Mineral Resources and Energy Minister Gwede Mantashe has pulled back from his statement that the release of the revised Integrated Resource Plan, which he has dubbed IRP 2023, is imminent, revealing during his Budget Vote on Tuesday that the draft will be presented to Cabinet only in the second quarter of this financial year.
Government’s financial year runs from the start of April to the end of March, implying that the presentation to Cabinet will be made between July and September.
In an earlier briefing of lawmakers on May 9, Mantashe acknowledged that government had failed to meet its initial deadline of March for the release of the draft IRP, but asserted that “it is going to happen now”.
Speaking in Parliament on May 16 against the backdrop of intense loadshedding, Mantashe again described the IRP as South Africa’s blueprint policy for electricity generation and confirmed that it was currently under review.
The department confirmed with Engineering News that the draft IRP would go through the government’s economic cluster for inputs before it progressed to Cabinet.
"Once the Cabinet approves the revised IRP, the normal public policy development process will be undertaken.
"The process entails consultations with the mining and energy sector, interested and affected parties and South Africans at large.
"It is anticipated that the final revised IRP will be approved and Gazetted for implementation during the course of the 2023/24 financial year."
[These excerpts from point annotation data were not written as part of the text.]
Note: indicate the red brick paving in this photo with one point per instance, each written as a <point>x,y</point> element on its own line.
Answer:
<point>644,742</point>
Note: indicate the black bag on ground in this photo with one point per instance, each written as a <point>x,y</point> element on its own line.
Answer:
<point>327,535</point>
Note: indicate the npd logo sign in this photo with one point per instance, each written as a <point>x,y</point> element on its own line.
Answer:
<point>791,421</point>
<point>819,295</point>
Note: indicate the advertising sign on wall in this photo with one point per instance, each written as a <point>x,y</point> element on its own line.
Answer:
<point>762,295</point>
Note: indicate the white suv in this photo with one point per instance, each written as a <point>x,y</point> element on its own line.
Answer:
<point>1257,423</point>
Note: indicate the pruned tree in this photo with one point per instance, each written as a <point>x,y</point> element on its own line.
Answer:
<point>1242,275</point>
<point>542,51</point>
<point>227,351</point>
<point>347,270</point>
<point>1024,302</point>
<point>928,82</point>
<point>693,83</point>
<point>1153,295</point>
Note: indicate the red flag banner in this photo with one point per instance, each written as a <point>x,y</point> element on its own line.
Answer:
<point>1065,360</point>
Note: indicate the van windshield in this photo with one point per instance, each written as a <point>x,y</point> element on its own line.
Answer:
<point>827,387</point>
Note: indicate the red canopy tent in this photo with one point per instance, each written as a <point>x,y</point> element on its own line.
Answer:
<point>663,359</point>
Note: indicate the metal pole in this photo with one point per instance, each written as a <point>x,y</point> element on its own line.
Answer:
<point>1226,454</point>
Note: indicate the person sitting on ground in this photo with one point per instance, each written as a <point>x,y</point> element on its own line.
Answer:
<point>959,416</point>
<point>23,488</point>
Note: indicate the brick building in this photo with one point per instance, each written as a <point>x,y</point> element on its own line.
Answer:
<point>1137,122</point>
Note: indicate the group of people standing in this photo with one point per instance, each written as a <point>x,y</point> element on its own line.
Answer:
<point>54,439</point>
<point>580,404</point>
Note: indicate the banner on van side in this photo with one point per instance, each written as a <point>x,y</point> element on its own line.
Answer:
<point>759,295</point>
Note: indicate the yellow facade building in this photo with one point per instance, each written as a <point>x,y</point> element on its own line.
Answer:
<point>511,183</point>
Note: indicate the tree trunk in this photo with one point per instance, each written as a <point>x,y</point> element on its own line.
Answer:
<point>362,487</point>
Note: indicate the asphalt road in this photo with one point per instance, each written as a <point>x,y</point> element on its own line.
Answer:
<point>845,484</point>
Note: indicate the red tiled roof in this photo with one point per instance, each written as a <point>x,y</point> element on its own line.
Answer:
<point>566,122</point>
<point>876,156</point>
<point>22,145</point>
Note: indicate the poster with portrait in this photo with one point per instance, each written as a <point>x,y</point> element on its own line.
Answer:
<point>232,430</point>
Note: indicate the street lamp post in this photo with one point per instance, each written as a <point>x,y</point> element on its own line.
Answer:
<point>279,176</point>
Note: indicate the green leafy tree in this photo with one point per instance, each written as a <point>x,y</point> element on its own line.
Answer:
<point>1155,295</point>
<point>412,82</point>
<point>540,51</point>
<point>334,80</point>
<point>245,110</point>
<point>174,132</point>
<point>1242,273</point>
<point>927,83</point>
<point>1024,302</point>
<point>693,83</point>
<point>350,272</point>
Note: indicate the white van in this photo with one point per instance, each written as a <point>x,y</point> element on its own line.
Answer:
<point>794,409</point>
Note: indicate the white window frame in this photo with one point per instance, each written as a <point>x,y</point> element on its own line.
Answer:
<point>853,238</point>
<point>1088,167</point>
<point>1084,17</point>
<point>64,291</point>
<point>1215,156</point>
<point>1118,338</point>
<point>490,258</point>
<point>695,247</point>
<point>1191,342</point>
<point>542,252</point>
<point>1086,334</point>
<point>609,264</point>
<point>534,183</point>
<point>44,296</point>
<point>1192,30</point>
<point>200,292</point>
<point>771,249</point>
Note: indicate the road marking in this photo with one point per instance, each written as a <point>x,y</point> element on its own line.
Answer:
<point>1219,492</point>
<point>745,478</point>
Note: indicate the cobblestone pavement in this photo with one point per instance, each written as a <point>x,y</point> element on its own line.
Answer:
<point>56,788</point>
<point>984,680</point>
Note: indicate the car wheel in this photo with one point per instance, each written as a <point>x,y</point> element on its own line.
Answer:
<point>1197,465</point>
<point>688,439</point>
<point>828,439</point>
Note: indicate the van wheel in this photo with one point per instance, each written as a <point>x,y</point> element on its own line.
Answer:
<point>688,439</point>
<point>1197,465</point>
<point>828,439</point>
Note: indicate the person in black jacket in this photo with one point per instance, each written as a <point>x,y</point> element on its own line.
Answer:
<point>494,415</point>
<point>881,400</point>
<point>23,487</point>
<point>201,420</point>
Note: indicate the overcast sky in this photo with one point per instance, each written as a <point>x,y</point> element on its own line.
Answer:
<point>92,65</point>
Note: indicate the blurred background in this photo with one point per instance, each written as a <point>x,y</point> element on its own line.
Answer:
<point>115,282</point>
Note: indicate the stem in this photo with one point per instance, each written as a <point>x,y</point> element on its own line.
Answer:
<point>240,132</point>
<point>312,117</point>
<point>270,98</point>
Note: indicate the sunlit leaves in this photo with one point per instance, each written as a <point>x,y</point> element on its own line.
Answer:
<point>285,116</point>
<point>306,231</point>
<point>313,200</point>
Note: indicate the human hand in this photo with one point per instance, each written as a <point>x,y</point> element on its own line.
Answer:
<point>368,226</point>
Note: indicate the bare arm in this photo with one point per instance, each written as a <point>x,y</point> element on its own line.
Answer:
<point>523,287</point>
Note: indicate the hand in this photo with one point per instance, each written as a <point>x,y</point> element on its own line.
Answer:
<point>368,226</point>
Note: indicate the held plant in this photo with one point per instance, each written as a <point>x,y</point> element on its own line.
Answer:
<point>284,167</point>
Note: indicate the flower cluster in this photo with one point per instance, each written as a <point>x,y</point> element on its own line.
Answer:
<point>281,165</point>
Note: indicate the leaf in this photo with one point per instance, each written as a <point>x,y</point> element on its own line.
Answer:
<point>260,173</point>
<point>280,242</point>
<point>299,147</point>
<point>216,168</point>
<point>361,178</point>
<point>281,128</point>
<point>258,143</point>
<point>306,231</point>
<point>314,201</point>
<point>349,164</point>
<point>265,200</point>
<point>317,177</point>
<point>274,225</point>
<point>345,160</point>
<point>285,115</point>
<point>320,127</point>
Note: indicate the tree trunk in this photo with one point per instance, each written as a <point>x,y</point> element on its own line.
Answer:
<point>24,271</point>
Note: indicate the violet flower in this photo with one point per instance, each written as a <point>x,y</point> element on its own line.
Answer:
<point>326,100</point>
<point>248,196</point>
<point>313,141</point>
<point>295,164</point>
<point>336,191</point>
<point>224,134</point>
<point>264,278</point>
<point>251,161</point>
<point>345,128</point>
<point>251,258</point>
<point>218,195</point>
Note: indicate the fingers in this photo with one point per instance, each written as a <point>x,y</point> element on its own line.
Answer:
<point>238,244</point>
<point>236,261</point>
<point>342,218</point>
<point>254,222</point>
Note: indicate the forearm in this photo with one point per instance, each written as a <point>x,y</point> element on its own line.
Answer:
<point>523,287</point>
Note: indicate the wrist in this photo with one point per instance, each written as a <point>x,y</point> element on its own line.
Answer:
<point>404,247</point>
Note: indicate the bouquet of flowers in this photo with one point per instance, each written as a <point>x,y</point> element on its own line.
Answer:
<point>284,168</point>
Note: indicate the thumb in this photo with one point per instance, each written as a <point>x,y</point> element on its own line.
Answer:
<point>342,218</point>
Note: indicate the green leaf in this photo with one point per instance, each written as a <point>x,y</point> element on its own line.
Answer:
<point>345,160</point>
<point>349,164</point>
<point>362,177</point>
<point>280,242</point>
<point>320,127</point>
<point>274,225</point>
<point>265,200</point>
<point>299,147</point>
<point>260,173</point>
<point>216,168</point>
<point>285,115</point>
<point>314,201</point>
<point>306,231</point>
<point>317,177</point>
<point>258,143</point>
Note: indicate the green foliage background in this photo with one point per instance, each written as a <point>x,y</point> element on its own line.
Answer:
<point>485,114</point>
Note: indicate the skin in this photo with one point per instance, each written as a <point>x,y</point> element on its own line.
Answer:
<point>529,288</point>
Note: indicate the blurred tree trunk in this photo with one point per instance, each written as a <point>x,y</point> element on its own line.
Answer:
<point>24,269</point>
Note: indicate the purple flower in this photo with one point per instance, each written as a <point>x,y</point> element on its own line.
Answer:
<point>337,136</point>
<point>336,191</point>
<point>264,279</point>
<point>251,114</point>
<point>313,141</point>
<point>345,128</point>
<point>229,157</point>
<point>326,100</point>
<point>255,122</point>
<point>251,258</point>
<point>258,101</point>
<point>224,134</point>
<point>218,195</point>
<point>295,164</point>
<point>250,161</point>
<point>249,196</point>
Mantashe added that, while the review was under way, government would continue to procure additional electricity informed by the existing policy.
He announced that the following procurement programmes would be launched during the current financial year:
- Bid windows seven (BW 7) and eight (BW 8) of the renewable procurement programme, at 5 000 MW apiece, with a request for proposals (RFP) for BW 7 to be issued in the second quarter and for BW 8 in the fourth quarter;
- Further RFPs for a combined 1 230 MW of battery storage to be issued in the second and fourth quarters;
- An RFP for 3 000 MW of gas-to-power in the second quarter; and
- An RFP for the procurement of 2 500 MW of nuclear energy in the fourth quarter.
In her address, Deputy Minister Dr Nobuhle Nkabane said the department had recently drafted a framework that would “ensure that the procurement of the 2 500 MW of nuclear energy is completed by the year 2024”.
While the proposed nuclear procurement was not surprising given Mantashe’s vocal support for the technology, the firm RFP deadline implied that government was likely to include a specific allocation for nuclear in IRP 2023.
The IRP 2019 does not include an allocation for nuclear besides 1 860 MW for Koeberg’s life extension and states only that preparations for a nuclear build programme to the extent of 2 500 MW should commence “at a pace and scale that the country can afford”.
The department tells Engineering News that nuclear is included as one of the technologies in the IRP 2019 that the technical model should consider.
It also claims that the policy proposes that the nuclear power programme be implemented at a modular scale, as opposed to a fleet approach and that technological developments in the nuclear space should be taken into account.
Several commentators have already raised concerns about the potential content of the draft IRP 2023 in light of Mantashe’s ongoing push for additional nuclear, gas and coal in the future plan, despite several studies showing that the least-cost electricity mix would be based on solar and wind, supported by flexible generators and storage.
Nevertheless, the Democratic Alliance’s Kevin Mileham lambasted the delay in the publication of the IRP, which he said formed part of a pattern of under delivery by Mantashe when measured against the performance agreement targets that had been set for him in the area of energy, and which the Minister had signed.
These targets ranged from finalising a just energy transition framework, facilitating the procurement of new generation and supporting a recovery in Eskom’s energy availability factor, to ensuring Eskom’s unbundling and the security of supply of liquid fuels.
“The reality is he [Mantashe] is failing on just about every single measure,” Mileham noted.